The booming Clark County School District looked like a good alternative for the special education teacher.

"They really need people like me," Dorman says from his Oklahoma home. "Believe me, they're looking under rocks to find enough special ed teachers, math and science teachers."

He interviewed with the school district and was offered the job at Von Tobel. Dorman visited the valley three times in search of a home. An apartment wasn't an option, but he lacked the down payment to buy a house so he searched for a rental.

"It didn't have to be anything fancy, just a little house in a decent neighborhood," he says.

Dorman found a small rental home in Summerlin. But he couldn't afford the $1,200- or $1,300-a-month rent. Back home he paid $750 a month for three bedrooms in a duplex.

"The big difference between here and going to Las Vegas was I would get a pretty good raise in pay, but it would all be consumed in what I paid for rent or bought," he says. "So right now, I couldn't see putting my daughter through the move.
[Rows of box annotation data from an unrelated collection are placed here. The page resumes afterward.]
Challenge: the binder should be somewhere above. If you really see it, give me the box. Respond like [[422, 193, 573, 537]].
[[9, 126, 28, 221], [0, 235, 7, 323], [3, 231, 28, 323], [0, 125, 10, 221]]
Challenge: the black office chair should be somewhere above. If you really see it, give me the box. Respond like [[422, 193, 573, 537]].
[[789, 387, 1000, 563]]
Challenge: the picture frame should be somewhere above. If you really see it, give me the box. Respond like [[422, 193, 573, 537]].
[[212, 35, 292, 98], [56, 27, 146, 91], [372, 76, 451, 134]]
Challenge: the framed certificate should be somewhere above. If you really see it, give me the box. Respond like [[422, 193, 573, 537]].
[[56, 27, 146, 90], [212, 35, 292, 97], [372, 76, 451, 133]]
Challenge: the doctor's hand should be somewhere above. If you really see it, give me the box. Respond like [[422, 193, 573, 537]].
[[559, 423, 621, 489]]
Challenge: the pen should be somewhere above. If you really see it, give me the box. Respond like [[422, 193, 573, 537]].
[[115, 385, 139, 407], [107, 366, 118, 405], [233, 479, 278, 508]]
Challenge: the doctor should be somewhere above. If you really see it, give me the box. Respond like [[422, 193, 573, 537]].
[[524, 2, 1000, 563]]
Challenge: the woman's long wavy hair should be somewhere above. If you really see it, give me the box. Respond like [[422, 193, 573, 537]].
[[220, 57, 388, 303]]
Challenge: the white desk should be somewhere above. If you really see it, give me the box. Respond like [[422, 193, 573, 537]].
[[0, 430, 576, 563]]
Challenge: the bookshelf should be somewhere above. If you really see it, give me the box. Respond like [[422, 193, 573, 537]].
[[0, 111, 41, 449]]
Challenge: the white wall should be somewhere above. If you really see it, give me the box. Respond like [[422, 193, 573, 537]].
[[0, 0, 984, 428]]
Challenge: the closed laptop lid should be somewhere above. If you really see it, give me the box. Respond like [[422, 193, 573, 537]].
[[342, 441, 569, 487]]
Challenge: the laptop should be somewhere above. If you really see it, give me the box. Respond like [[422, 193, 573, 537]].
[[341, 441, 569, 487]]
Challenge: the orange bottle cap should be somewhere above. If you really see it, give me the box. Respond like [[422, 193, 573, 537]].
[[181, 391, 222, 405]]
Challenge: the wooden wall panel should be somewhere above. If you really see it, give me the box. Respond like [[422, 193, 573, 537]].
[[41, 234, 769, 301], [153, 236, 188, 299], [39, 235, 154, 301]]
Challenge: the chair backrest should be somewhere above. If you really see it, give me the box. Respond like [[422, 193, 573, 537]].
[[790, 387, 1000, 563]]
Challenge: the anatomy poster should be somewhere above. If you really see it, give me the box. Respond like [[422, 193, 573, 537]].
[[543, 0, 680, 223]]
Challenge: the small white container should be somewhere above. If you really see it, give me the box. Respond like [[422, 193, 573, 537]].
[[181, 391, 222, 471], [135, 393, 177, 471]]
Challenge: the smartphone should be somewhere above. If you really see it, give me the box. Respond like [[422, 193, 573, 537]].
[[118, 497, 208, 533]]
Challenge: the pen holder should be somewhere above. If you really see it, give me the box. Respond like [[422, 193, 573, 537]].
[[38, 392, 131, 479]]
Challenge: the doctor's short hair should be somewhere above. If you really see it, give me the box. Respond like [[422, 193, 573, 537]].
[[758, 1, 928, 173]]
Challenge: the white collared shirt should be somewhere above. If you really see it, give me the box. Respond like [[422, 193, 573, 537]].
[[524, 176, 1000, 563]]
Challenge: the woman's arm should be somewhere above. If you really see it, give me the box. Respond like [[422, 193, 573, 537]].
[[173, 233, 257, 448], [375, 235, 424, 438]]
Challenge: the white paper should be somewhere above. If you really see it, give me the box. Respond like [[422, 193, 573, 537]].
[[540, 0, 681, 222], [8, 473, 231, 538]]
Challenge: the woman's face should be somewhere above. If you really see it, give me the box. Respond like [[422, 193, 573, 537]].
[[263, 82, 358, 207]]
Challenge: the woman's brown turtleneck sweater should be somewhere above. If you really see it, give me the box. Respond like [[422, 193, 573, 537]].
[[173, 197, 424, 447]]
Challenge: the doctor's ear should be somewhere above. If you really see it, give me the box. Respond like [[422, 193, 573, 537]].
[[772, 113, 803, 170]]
Las Vegas, I think, would be a nice place to live, but not if you have no money to do anything."

Questions but no answers

The school district's Rice has thought of convening an informal group of homebuilders, apartment owners and mortgage lenders to devise a plan that would create more affordable housing for teachers.

Maybe one of every 20 new homes in a subdivision could be set aside for teachers at a discounted price. Maybe lenders could provide lower interest rates or specialized mortgages.

An unknown number of Clark County teachers already participates in a federal Housing and Urban Development program that helps them purchase houses in distressed neighborhoods for as much as 50 percent off a home's list price.

"My hope is there will be people in those organizations who care about the community and will be willing to put the community at least partially ahead of their other values," Rice says of local builders.

The school district could even float a bond measure to build apartments for teachers. For now, the district works with a company to find apartments and roommates for financially strapped teachers.

When asked what school district administrators should do to close the growing gap between wages and housing prices, Dorman sounded much like Rice. He had more questions than answers.

"I don't know what the district's going to do about it. I don't know what they can do about it," he says.